Interestingly, the Chinese New Year doesn’t have an exact date. It usually falls between January 21 and February 20. This year, Chinese New Year was celebrated on February 5.

Twelve animals of the Chinese zodiac, their characteristics, and recent years are shown in the table below.
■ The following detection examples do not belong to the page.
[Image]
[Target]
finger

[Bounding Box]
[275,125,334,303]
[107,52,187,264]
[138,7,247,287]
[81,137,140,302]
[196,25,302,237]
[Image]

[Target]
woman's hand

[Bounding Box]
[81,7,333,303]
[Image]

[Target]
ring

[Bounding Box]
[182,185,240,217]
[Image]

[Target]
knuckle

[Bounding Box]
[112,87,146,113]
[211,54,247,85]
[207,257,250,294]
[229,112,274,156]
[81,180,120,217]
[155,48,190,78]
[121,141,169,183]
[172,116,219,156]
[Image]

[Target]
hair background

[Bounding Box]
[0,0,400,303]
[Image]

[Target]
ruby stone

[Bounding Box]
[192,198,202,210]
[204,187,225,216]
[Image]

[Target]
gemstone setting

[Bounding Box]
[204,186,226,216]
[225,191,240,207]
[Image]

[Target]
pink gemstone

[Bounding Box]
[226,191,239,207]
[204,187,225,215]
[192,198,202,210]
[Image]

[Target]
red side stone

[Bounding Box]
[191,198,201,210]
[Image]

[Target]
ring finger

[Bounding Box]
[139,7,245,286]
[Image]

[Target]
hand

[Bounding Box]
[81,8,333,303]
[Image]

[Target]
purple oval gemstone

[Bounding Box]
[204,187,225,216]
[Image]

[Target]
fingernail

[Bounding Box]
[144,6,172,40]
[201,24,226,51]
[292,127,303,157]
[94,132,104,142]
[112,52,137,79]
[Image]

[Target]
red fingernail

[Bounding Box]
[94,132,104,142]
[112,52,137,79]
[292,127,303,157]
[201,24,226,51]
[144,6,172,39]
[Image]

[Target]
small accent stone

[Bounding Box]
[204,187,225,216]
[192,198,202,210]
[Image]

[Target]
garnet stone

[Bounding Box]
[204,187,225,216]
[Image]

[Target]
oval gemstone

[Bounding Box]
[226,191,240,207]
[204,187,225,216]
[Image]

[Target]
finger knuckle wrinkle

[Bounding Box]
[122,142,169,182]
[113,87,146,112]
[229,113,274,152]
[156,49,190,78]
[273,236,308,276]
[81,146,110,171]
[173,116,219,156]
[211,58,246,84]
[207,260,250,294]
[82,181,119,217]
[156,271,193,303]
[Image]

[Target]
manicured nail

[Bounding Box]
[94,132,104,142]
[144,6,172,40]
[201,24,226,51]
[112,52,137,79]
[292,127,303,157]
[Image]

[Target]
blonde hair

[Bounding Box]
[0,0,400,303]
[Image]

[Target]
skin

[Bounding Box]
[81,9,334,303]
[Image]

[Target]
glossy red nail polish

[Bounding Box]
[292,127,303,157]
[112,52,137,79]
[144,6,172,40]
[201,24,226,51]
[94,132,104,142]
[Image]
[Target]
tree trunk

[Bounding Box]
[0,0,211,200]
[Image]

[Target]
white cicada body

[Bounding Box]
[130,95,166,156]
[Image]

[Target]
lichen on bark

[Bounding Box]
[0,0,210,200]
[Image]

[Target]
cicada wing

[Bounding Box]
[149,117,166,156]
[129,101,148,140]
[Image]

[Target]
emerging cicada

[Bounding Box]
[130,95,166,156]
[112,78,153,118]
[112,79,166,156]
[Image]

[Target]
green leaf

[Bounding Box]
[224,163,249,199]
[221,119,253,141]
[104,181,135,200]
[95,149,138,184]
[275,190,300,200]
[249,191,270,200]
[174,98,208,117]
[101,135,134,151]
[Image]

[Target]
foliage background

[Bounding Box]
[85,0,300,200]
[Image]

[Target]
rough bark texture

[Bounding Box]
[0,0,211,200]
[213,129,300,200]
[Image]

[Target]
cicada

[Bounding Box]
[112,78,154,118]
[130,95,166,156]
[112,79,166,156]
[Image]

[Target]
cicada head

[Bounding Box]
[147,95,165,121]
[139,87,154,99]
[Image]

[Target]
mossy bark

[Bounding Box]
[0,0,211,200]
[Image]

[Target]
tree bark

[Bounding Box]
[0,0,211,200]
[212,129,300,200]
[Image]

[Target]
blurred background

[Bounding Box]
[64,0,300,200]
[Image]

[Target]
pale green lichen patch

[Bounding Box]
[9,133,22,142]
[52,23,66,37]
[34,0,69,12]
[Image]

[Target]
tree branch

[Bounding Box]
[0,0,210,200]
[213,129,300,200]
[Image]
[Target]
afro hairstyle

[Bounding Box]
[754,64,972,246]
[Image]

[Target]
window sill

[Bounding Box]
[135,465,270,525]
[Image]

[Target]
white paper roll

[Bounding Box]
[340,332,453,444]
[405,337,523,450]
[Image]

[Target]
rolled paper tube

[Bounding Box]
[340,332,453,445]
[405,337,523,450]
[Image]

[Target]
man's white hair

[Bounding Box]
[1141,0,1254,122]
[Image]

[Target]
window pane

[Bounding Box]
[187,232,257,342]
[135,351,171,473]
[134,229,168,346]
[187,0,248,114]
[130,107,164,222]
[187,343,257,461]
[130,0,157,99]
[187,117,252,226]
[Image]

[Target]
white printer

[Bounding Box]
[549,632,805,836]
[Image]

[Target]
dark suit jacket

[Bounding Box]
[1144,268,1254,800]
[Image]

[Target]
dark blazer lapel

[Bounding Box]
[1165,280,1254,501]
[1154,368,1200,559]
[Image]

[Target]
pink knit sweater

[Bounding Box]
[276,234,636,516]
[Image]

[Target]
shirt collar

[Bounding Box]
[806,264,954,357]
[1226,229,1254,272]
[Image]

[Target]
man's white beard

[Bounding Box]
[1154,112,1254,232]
Zodiac sign Recent years General characteristics
Rat 2008, 1996, 1984, 1972, 1960 Clever, quick-witted, funny, charming, loyal, generous, curious
Ox 2009, 1997, 1985, 1973, 1961 Goal-oriented, leader, stubborn, detail-oriented, introverted, protective, reliable
Tiger 2010, 1998, 1986, 1974, 1962 Ambitious, moody, charming, courageous, strong leaders, warm-hearted
Rabbit 2011, 1999, 1987, 1975, 1963 Sincere, compassionate, popular, strive to avoid conflicts
Dragon 2012, 2000, 1988, 1976, 1964 Charismatic, powerful, sometimes egoistic, born leaders, lucky
Snake 2013, 2001, 1989, 1977, 1965 Generous, sometimes jealous, good with money, analytical, insecure, smart
Horse 2014, 2002, 1990, 1978, 1966 Impatient, energetic, self-reliant, love traveling
Goat 2015, 2003, 1991, 1979, 1967 Creative, unorganized, supportive, loving
Monkey 2016, 2004, 1992, 1980, 1968 Upbeat, energetic, great listeners, heartbreakers
Rooster 2017, 2005, 1993, 1981, 1969 Resourceful, practical, honest, perfectionists, straightforward
Dog 2018, 2006, 1994, 1982, 1970 Honest, loyal, temperamental, sensitive
Pig 2007, 1995, 1983, 1971 Intelligent, good-mannered, nice, tasteful


Zodiac uses

The first thing you notice when living in China is that the tradition is present in every aspect of life. Chinese zodiac has many uses, even today, and some of them include:

  • To understand someone’s personality
  • Check compatibility before getting married
  • A polite way to find out someone’s age without asking “how old are you”
  • Themes for paper cutting
  • Postage stamps
  • Fashion and accessories
  • Kung Fu (it contains 12 zodiac cultural elements)
  • Art
  • Festivals
  • Every zodiac corresponds to a city or town in China e.g. Beijing is Tiger City

A little known fact is that Chinese zodiac is also used to tell the time:

Zodiac Time of day
Rat 11pm-1am
Ox 1am-3am
Tiger 3am-5am
Rabbit 5am-7am
Dragon 7am-9am
Snake 9am-11am
Horse 11am-1pm
Goat 1pm-3pm
Monkey 3pm-5pm
Rooster 5pm-7pm
Dog 7pm-9pm
Pig 9-pm-11pm

Chinese zodiac is mysterious and interesting at the same time. It is deeply intertwined in every part of live in China and it’s practical to learn basics if you want to live and work in this country. Your zodiac sign is almost like a spiritual identity card.